Prone position for management of refractory hypoxaemia in a patient with single lung
[Year:2012] [Month:January-June] [Volume:1] [Number:1] [Pages:4] [Pages No:69 - 72]
Keywords: Pneumonectomy, acute respiratory distress syndrome, prone position ventilation, recruitment manoeuvres, refractory hypoxemia, a high flow humidified oxygen therapy device
DOI: 10.5005/ijrc-1-1-69 | Open Access | How to cite |
Abstract
Prone position ventilation is widely used in treating patients with acute respiratory distress syndrome (ARDS) and severe refractory hypoxaemia.
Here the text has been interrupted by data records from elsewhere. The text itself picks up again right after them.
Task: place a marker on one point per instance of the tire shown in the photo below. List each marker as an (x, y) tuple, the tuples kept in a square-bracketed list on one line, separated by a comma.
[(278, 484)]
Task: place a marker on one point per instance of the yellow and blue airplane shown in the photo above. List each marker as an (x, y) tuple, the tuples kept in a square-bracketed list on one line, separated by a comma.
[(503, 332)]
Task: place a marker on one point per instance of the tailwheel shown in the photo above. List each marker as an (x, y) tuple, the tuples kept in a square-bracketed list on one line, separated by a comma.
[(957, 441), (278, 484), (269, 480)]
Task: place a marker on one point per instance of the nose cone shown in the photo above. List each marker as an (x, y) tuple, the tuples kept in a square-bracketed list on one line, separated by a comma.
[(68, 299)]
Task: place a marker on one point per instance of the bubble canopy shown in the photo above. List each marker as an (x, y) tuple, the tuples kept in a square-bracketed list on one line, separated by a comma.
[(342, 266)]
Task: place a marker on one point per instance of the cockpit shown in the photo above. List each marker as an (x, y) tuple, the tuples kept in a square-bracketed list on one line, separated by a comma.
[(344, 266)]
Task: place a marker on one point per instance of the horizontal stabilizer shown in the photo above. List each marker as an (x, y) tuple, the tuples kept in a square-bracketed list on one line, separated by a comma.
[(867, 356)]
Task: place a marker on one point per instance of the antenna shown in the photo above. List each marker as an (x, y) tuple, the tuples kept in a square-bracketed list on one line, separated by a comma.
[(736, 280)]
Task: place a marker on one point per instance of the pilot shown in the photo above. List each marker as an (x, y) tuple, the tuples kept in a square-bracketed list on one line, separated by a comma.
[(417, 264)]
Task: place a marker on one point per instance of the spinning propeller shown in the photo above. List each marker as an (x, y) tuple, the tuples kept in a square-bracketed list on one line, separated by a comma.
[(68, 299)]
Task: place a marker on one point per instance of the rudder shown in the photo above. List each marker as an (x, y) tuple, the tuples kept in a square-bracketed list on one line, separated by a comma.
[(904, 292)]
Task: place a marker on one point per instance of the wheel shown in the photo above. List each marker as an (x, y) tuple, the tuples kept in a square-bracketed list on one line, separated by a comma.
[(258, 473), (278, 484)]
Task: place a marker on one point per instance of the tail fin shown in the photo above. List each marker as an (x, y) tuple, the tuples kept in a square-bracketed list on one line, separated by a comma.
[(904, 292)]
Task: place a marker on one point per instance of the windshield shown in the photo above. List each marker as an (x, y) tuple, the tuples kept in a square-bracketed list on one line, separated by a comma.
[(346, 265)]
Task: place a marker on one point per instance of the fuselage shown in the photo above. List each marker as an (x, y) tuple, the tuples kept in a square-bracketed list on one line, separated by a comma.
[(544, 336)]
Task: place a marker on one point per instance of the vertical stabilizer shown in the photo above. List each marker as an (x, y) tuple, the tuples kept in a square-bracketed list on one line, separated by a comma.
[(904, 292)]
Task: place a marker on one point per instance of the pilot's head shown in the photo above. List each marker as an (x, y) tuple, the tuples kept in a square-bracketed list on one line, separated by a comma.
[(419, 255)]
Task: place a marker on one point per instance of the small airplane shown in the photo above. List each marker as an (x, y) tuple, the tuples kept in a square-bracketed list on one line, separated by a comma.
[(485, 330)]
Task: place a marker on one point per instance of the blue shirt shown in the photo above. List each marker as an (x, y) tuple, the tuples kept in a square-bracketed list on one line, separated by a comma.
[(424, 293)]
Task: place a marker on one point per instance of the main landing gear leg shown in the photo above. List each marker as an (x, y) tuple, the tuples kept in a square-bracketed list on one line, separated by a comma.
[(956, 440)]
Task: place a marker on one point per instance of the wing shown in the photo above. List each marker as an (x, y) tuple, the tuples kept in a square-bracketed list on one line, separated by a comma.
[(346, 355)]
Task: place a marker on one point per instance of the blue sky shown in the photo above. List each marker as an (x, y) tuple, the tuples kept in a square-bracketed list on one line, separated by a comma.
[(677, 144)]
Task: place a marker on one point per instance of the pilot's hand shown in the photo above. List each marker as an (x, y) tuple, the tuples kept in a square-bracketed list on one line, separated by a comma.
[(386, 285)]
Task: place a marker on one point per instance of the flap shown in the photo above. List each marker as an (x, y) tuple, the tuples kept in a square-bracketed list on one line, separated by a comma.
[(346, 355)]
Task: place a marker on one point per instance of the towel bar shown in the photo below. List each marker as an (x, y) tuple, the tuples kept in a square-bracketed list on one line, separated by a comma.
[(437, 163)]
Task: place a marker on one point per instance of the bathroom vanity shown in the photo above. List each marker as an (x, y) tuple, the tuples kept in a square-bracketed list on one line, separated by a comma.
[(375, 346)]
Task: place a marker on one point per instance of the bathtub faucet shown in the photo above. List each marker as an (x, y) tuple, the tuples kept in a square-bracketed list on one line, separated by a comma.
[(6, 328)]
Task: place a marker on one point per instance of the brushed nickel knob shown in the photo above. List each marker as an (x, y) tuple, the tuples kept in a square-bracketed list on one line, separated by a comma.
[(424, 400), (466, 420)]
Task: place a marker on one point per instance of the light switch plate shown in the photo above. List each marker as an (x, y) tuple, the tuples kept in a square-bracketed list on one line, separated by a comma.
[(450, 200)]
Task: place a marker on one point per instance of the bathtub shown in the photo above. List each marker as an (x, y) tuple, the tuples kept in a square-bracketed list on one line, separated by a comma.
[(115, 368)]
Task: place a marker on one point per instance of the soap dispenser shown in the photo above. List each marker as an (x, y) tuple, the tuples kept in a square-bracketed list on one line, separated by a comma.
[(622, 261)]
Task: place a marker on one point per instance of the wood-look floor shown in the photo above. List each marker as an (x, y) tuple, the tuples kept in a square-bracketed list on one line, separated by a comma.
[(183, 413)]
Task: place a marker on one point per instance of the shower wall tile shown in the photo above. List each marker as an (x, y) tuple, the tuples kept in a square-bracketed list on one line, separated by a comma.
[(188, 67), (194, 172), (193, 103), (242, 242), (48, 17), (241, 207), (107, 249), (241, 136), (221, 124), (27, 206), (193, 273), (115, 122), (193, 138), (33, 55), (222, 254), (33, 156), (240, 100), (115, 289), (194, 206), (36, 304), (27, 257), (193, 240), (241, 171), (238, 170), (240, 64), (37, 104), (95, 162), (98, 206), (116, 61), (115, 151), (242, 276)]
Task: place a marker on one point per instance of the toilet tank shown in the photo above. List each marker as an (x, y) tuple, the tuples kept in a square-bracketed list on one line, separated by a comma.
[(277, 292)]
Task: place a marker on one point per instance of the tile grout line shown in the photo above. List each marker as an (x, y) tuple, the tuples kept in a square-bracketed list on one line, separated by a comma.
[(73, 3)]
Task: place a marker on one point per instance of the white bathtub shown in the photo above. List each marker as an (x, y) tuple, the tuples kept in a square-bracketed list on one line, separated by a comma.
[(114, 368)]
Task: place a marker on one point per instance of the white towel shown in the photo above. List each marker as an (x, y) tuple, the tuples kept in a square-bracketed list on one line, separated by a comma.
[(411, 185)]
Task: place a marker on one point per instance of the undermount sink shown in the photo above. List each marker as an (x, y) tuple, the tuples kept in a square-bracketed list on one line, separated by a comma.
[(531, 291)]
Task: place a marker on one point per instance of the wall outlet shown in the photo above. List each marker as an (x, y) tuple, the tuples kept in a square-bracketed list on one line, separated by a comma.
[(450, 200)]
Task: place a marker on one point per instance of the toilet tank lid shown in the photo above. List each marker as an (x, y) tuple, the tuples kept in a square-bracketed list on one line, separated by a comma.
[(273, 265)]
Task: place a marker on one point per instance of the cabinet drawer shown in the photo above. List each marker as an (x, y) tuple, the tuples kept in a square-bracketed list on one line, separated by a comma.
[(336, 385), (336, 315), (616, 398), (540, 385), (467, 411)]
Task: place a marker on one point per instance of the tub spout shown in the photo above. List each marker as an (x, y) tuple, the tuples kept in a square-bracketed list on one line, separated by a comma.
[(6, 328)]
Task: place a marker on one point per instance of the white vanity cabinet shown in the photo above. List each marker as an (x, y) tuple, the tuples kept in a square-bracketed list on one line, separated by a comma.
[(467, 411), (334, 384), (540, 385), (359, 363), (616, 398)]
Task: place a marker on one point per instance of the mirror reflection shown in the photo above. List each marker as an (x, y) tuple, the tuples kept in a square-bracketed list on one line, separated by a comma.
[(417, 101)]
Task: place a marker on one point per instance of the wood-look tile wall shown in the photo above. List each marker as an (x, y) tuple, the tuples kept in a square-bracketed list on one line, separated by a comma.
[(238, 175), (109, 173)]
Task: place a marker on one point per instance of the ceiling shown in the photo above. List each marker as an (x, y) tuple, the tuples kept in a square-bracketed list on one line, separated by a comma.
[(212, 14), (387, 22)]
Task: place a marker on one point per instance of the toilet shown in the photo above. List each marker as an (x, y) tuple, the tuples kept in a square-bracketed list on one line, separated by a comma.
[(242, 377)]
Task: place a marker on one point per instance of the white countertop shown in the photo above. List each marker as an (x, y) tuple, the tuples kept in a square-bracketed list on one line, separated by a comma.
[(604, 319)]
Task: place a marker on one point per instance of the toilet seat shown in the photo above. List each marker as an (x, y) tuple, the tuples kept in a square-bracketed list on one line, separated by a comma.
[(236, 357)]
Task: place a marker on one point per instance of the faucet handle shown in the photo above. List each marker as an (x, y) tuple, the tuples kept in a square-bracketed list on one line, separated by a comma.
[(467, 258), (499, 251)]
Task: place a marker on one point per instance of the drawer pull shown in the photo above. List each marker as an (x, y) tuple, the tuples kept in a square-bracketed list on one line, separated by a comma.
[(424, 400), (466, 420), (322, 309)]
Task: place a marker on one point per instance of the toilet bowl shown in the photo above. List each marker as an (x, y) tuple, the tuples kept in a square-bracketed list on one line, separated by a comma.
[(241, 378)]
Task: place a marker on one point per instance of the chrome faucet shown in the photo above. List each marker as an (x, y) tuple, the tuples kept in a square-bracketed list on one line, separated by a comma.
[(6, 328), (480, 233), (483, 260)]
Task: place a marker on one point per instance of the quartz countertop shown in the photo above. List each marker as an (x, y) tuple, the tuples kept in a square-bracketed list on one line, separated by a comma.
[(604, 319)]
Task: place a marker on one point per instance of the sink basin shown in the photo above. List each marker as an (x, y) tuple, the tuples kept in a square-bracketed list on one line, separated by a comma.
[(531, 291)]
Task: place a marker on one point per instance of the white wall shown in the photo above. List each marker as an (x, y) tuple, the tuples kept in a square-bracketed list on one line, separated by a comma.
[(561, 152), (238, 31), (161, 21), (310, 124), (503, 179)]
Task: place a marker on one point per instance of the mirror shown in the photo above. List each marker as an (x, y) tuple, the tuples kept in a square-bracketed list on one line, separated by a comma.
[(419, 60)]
However, its use in patients who have undergone pneumonectomy is rare. We report a 57-year-old woman, a case of right pneumonectomy, who later presented with left lung pneumonia. She was ventilated with conventional lung protective strategy to improve oxygenation. When unsuccessful, ventilation in prone position was carried out. This case report gives you a sequential representation of how she was treated successfully for severe refractory hypoxemia with prone position ventilation.